Downsview was originally John Perkins Bull’s farm. Bull, a Justice of the Peace who settled in this area around 1842, named his farm “Downs View” as his property was situated on one of the highest elevations in Toronto. [This does not bode well for our 50+ minute bike ride to the flea market, but coming home, I anticipate hitting top speed.] Bull who balanced being a centre of justice with farming, included in the basement of  his farm house built a courtroom addition and a jail.  I’m sure they’ve remodelled extensively for the Nursing Home currently occupying The John Perkins Bull house (450 Rustic Road).

For 100+ years, Downview was its own self-sustaining area, with large post-WWII subdivisions, beautifully built churches, and lovely schools. In 1928 De Havilland Aircraft Company, followed by The Canadian Armed Forces set up military bases during World War Two. Following the end of the Cold War the  land was transformed into an urban park known as Downsview Park.

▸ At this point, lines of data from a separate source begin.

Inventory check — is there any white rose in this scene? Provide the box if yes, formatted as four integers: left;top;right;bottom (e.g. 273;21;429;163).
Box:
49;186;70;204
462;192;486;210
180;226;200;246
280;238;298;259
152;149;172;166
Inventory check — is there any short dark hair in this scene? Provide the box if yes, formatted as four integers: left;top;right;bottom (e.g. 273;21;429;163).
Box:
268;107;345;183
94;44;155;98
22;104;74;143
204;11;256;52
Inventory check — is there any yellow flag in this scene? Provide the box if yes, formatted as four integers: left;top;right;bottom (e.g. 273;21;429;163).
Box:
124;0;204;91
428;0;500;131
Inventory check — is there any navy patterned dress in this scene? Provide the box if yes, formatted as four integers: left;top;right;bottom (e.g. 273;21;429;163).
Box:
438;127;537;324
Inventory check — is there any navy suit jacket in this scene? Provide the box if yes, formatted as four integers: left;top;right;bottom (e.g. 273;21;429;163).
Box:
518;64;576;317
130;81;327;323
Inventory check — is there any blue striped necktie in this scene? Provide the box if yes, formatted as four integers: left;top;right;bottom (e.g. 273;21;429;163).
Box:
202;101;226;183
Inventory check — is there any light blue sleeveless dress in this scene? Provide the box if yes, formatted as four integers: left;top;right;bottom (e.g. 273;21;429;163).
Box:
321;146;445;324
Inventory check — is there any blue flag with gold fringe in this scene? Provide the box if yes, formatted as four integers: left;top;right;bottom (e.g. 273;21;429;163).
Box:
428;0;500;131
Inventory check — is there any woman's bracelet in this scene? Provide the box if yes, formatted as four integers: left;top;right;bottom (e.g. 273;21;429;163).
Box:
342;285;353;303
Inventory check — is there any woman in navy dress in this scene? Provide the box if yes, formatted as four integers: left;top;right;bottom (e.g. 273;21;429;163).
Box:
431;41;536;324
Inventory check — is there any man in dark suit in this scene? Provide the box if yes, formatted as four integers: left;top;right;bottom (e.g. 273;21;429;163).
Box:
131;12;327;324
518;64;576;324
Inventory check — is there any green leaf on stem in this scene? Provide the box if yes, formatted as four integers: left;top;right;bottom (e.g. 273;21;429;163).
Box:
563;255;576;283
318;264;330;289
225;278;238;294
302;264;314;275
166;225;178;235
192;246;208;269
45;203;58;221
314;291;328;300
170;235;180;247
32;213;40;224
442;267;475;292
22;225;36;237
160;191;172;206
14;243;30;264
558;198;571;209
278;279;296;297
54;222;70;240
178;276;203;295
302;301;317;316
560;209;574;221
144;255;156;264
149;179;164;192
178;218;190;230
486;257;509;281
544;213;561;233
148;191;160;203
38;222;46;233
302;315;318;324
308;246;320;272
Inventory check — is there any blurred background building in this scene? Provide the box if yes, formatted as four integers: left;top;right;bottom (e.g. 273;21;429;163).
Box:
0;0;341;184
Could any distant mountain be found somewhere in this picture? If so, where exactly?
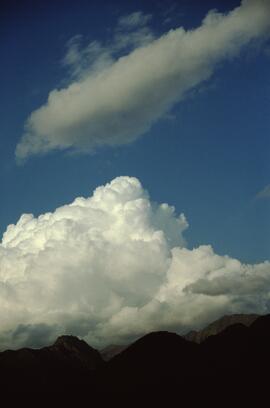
[0,336,104,392]
[0,315,270,407]
[183,314,259,344]
[100,344,128,361]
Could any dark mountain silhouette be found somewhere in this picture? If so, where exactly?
[0,336,104,392]
[0,315,270,406]
[183,314,259,343]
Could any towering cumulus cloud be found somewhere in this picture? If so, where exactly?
[0,177,270,348]
[16,0,270,160]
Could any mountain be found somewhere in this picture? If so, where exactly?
[100,344,128,361]
[0,336,104,392]
[0,315,270,407]
[183,314,259,344]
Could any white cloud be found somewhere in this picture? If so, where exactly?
[16,0,270,160]
[118,11,152,30]
[0,177,270,348]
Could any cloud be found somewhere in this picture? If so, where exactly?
[16,0,270,160]
[256,184,270,199]
[118,11,152,30]
[0,177,270,348]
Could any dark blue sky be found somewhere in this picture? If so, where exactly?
[0,0,270,262]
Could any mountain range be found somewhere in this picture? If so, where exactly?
[0,315,270,407]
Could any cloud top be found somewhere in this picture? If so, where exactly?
[16,0,270,160]
[0,177,270,348]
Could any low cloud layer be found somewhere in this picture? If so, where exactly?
[16,0,270,161]
[0,177,270,349]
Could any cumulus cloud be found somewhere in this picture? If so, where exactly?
[16,0,270,160]
[0,177,270,348]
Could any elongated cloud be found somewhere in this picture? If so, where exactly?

If you’re interested in learning a lot more about Downsview, check out From Oxford to Ontario : a history of the Downsview community

Today, we’re taking a tour of the over 600 friendly vendors of the Downsview Farmer’s Market offering unique merchandise from around the world.  I’m shocked we haven’t gone before, but I can only assume it’s because it’s so far without a car. Welp, After conquering the North for Torottawalk and Jane’s Walk, we’re pumped to head out on bikes and find bargains in consumer electronics, fashion clothing, jewellery, home furnishings, cosmetics, housewares, food produce and Downsview’s antique market.